Proudly – or proud at least in the attempt –
I called me once a slut, and present contempt
From my sealskin washes irrelevant.
What reason I had for the resonant
Dispersion of lusty fluid is gone;
What stands is that I stand here still upon,
My self-neglect an amber’d memory…
What think you of my vespid vestiture?
Were those even words? Are these but cheap clothes –
By a bargain bin rescued from landfill?
Aye. Indeed. More than a slut, a cheapskate!
But look, Sir, look: Nay, “Look,” I said – not “drool.”
Look how artful is my cartful of balls:
To pull this off. And this. And this. And this.
Yet am I politic’ly cheap? Am I…
A liberal bohemian libertine –
My bird to the house-flip’d, service-lip’d fags?
No, not that either, for oft I’ll swoon at
A succulent, sucker-punched Versace.
Haute Couture’s the bomb, I fear, and should you
Distress me for’t, I’ll despise not only
The folly but moreso, Bozo, the fool.
Be it frugal, frilly, famished, or phat –
I’ll take it. I’ll ruffle and awake it!
Cut, craft, cuddle, and get with it naked!
For that which I see when it beckons me
Doth polyesterize all silken labels.
If used, it be cheap; If current, genius;
Either or, what appeals be why I will it.
What’s a seam, but a pre-assembled line?
What’s a line, but a seeming rift in space –
Where light and a landscape around it bends?

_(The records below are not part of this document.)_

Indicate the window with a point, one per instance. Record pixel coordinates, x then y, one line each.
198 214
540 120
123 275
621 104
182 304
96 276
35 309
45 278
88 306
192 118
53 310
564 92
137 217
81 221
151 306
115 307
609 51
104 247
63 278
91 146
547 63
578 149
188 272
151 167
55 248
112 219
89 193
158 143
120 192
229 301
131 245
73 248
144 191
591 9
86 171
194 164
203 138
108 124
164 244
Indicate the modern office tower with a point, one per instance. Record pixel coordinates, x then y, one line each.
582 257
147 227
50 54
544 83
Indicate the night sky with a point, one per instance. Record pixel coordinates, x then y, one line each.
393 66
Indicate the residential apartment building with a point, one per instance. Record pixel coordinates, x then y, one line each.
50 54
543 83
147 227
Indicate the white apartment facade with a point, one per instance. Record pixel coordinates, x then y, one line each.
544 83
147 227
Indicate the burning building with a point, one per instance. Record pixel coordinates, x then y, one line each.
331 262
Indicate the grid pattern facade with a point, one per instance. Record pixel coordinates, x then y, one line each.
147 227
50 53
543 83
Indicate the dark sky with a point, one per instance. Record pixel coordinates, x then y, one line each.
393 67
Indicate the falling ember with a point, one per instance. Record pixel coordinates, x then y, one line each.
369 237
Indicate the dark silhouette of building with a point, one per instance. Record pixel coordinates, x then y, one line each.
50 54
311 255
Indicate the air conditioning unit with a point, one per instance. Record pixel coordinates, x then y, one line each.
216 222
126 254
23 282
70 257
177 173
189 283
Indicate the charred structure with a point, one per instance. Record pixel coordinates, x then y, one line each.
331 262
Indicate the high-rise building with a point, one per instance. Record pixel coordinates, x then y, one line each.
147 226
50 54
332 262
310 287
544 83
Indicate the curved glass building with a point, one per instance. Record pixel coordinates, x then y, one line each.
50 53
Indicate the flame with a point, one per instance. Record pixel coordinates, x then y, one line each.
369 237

This, dear man, is the science of my fashion:
A physics of cloth, a theory of thread,
Announced by a hip god’s intelligence.
‘Tis a gawking glove, a shocking shove,
The coqluv of an adorable coquette.
I ponder skin where others want pockets:
‘Tis far more fetching and fabulous, no?
Like my cumshot? (A phosphorescent paint,
For that extra trashy blow in the dark.)
Snicker if you will, or cheer: I care not.
My style be the ebb and flow of tides
Lapping the long beachhead of my body:
They cover and recede, smother and reveal,
As ever they did when fresh was my zeal.
If thou by this story be woo’d and awed,
Give tribute not to its dressings in verse.
For these be but the opposite fraud
Of bland clichés in pornography’s purse.
If thou art touched by this visage; this bod,
‘Tis for I’m fellow become a God,
My life – my religion – now sails abroad.
Its gospel is writ by Richard, Sir Wadd.